A FORMER Saints and Scotland goalkeeper with a long-held affection for the club he played for in the 60s, Campbell Forsyth has died aged 86.

Having kept a clean sheet on his international debut at Hampden Park against England, featuring one Terry Paine, the previous year, he signed for Southampton in December 1965.

The Scottish League winning stopper went straight into the Ted Bates side which was pressing for promotion to the top flight.

And there he stayed until breaking his leg early in the 66/67 campaign during a clash with his own defender Denis Hollywood and Ian Callaghan of Liverpool at The Dell.

A popular and highly regarded player, he lost confidence following a famous incident which saw fellow goalkeeper Peter Shilton score past him in a fluke long clearance during a 5-1 home defeat to Leicester in the 67/68 season.

Forsyth, a Kilmarnock legend who earned four Scotland caps, played 51 times for Saints before being forced to retire through injury in 1968 at the age of 34.

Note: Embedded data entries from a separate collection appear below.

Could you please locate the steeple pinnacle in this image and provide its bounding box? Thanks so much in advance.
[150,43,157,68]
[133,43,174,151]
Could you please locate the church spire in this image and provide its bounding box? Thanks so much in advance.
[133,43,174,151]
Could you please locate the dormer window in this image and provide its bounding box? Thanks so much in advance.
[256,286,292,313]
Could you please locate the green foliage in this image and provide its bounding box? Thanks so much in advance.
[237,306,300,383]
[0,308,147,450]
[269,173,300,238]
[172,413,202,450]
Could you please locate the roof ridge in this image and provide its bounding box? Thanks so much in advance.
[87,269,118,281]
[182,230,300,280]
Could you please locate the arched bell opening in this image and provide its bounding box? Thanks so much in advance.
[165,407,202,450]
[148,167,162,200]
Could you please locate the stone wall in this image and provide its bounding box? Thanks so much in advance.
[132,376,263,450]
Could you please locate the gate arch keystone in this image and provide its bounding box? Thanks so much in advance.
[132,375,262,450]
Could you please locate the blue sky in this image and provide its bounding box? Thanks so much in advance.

He returned to Scotland and scouted for Bates, recommending Jim Steele, Gerry O’Brien and Ally MacLeod to Saints.

Forsyth named his retirement bungalow in Falkirk The Dell and was involved in the fundraising effort for the statue honouring Ted Bates which stands proudly outside St Mary’s Stadium.

Two of his grandsons are now footballers. Cameron, a Scotland Under-19 international, is on Accrington Stanley’s books and Blair plays semi-professionally in Perth, Australia.